Un retour sur Radio France sous une forme inédite
Nicolas Demorand fait son retour au sein de Radio France, mais pas comme on l’attendait. Le journaliste lance “Si besoin”, un podcast qui marque un tournant radical dans sa carrière.
Ce format lui permet d’aborder frontalement un sujet encore tabou : sa bipolarité, diagnostiquée il y a plusieurs années, et son récent passage à l’hôpital.
Une hospitalisation sans consentement qui marque un tournant
Dans le “Grand Entretien” de Benjamin Duhamel, l’ancien présentateur revient sur une période particulièrement éprouvante de sa vie. Il évoque une aggravation soudaine de son état qui a conduit à une hospitalisation sans son accord.
“Une manifestation brutale et violente de sa maladie”, décrit-il avec émotion, révélant l’intensité de cette crise qui l’a privé de sa liberté de choix.
La privation de liberté et ses symboles
L’expérience hospitalière a confronté Nicolas Demorand à une réalité difficile à accepter : l’impossibilité de décider pour lui-même. Les restrictions imposées, même les plus symboliques comme l’interdiction des lacets, ont pesé lourdement sur son moral.
Cette perte d’autonomie représente pour lui l’un des aspects les plus durs de ce passage en institution psychiatrique.
Des hallucinations marquantes durant son séjour
Le journaliste raconte avoir vécu sa première expérience hallucinatoire pendant cette hospitalisation. Des visions troublantes l’ont assailli, mêlant réalité et délire.
Il évoque notamment la présence imaginaire de la BRI et du GIGN, ainsi qu’une apparition nocturne particulièrement surréaliste de Dominique de Villepin dans sa chambre.
“Si besoin” : un titre qui résonne avec son parcours
Le choix du titre de son podcast n’est pas anodin. “Si besoin” fait directement référence à la gestion médicamenteuse des patients bipolaires, cette marge de liberté laissée à l’autoévaluation de leur état.

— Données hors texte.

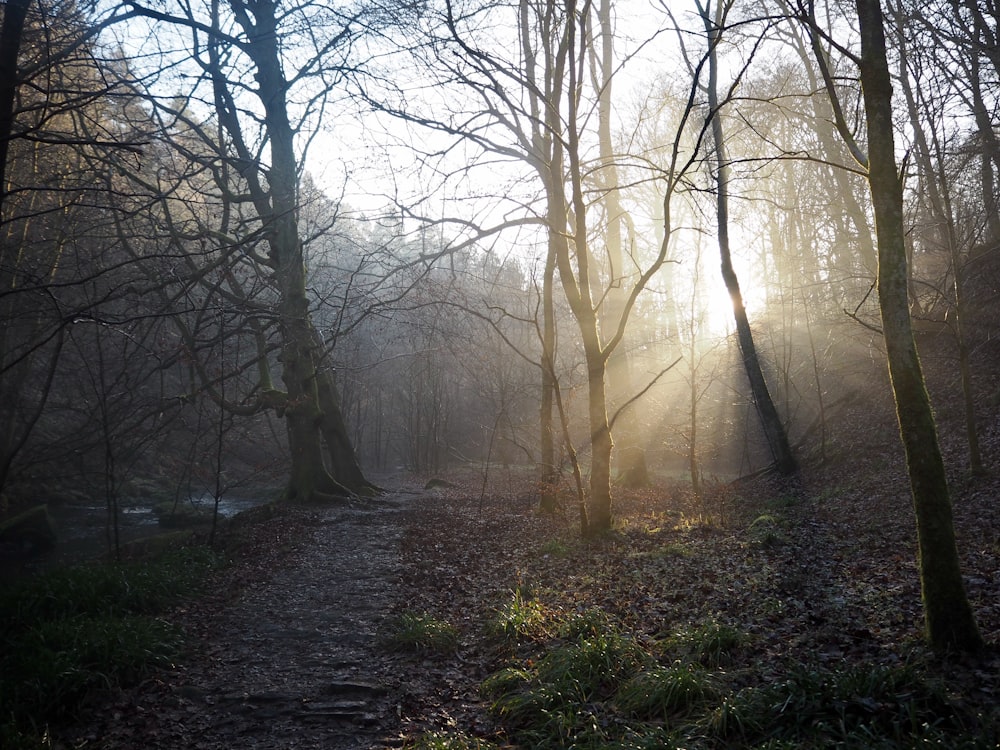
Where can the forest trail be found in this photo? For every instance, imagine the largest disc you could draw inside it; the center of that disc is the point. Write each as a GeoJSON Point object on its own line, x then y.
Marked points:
{"type": "Point", "coordinates": [290, 662]}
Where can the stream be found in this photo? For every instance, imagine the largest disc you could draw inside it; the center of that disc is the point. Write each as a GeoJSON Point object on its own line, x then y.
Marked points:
{"type": "Point", "coordinates": [83, 531]}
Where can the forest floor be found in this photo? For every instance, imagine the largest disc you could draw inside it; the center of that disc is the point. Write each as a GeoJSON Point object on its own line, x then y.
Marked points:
{"type": "Point", "coordinates": [289, 649]}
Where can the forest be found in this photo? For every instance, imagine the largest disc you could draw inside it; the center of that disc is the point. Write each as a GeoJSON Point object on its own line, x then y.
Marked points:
{"type": "Point", "coordinates": [527, 306]}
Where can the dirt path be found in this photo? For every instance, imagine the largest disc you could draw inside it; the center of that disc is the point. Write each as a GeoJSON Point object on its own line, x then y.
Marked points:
{"type": "Point", "coordinates": [291, 662]}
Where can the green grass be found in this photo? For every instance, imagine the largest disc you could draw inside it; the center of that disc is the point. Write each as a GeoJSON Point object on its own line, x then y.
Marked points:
{"type": "Point", "coordinates": [592, 685]}
{"type": "Point", "coordinates": [75, 631]}
{"type": "Point", "coordinates": [710, 643]}
{"type": "Point", "coordinates": [867, 706]}
{"type": "Point", "coordinates": [523, 618]}
{"type": "Point", "coordinates": [448, 741]}
{"type": "Point", "coordinates": [421, 633]}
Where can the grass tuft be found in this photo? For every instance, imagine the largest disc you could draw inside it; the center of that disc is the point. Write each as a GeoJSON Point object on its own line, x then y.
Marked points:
{"type": "Point", "coordinates": [710, 643]}
{"type": "Point", "coordinates": [420, 633]}
{"type": "Point", "coordinates": [663, 692]}
{"type": "Point", "coordinates": [75, 631]}
{"type": "Point", "coordinates": [521, 619]}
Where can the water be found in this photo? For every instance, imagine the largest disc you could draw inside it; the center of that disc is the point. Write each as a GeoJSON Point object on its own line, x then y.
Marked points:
{"type": "Point", "coordinates": [83, 530]}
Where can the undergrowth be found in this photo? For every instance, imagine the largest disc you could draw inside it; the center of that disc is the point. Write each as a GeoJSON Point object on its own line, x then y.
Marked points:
{"type": "Point", "coordinates": [72, 632]}
{"type": "Point", "coordinates": [591, 684]}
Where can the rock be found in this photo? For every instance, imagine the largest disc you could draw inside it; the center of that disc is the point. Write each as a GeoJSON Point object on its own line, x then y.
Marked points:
{"type": "Point", "coordinates": [28, 533]}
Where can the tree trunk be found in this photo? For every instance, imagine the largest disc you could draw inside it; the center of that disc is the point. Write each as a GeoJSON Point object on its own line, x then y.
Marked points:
{"type": "Point", "coordinates": [630, 456]}
{"type": "Point", "coordinates": [547, 502]}
{"type": "Point", "coordinates": [14, 13]}
{"type": "Point", "coordinates": [313, 414]}
{"type": "Point", "coordinates": [774, 429]}
{"type": "Point", "coordinates": [948, 616]}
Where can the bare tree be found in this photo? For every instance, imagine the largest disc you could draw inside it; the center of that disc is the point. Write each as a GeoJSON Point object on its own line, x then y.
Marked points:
{"type": "Point", "coordinates": [950, 623]}
{"type": "Point", "coordinates": [257, 156]}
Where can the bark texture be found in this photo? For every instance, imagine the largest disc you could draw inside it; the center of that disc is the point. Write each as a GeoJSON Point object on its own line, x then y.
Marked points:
{"type": "Point", "coordinates": [948, 616]}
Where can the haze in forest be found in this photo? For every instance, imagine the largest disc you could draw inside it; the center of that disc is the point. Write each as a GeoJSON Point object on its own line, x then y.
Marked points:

Cette expression symbolise la capacité des malades à ajuster eux-mêmes leur traitement selon leurs ressentis, un pouvoir de décision précieux dans un contexte où l’autonomie peut être fortement limitée.
L’illusion de la parole comme thérapie
Dans ses confidences, Nicolas Demorand questionne également une idée reçue : celle selon laquelle parler ouvertement de sa maladie mentale constituerait en soi une forme de guérison.
Une réflexion qui invite à nuancer le discours parfois simplificateur sur la libération par la parole.
Un avenir professionnel repensé
Le journaliste l’affirme clairement : il ne reprendra pas l’animation de la matinale. Cette décision découle d’une prise de conscience nécessaire concernant sa santé fragile.
Avec son historique d’hospitalisations et sa condition bipolaire, Nicolas Demorand reconnaît la nécessité de préserver son équilibre, quitte à renoncer à des formats médiatiques éprouvants.
Son podcast représente ainsi une nouvelle voie, plus adaptée à ses contraintes de santé tout en lui permettant de continuer à exercer son métier de journaliste.